Auto Service World
News   July 20, 2005   by Auto Service World

Internet Parts Ordering: A Standard Built Upon a Standard

Internet Parts Ordering could help streamline up to five million special orders a day.
Considering that there are some 5,000 manufacturers in the aftermarket in North America, and some 20,000 customers buying parts, if each one had just one special order a day, that would easily translate into millions of transactions, most by phone and fax, with all the incumbent opportunities for errors.
Speaking at the Aftermarket e-Forum being held in Chicago this week, Scott Luckett, the Automotive Aftermarket Industry Association’s point man on technology, says that new tools, like Internet Parts Ordering (IPO) can provide some real costs savings and streamline processes.
"What IPO allows as an industry is for us to talk between our business systems to talk in a specific way. What this does is eliminate the need for two trading partners to negotiate how we are going to do this.
"You don’t have to figure out how you’re going to do it, you just look at the standards and do it that way.

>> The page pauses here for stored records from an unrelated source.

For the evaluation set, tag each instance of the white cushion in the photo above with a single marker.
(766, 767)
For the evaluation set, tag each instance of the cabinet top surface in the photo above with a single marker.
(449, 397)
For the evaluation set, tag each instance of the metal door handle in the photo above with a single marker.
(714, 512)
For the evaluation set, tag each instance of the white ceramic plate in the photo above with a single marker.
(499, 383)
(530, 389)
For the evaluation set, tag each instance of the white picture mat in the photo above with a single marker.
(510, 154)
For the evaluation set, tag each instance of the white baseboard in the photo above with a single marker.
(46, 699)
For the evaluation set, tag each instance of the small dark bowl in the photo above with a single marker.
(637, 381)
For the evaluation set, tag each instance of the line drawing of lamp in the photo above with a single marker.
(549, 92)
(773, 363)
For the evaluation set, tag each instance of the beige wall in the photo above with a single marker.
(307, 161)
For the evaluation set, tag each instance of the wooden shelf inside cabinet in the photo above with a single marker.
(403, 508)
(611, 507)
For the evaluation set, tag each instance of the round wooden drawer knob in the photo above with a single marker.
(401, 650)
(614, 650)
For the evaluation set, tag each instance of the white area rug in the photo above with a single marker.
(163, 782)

"What’s exciting about IPO is that this is some really complex technology. This is ugly stuff. But it is commercially available and you don’t have to figure out what an XML baud is, you can jut take advantage of the solution.
"That’s pretty exciting standards that impacts a lot of transactions every day."
Luckett says that some companies are now beginning to adopt IPO: Advance Auto Parts, O’Reilly, Global Accessories, Carquest, to name a few.
"Special orders are just one type of business communications." Stock order and information exchange represent a large about on communications. The Partnership Network was one of the outcomes of O’Reilly’s sharing of its experience. It allows VAN-like communication, without the cost.
"The first of the third party solution providers is now able to bring this technology to those who don’t have EDI translators, who don’t have IT departments.
"Between the IPO and the Partnership Network I think our industry can save some money on communications costs."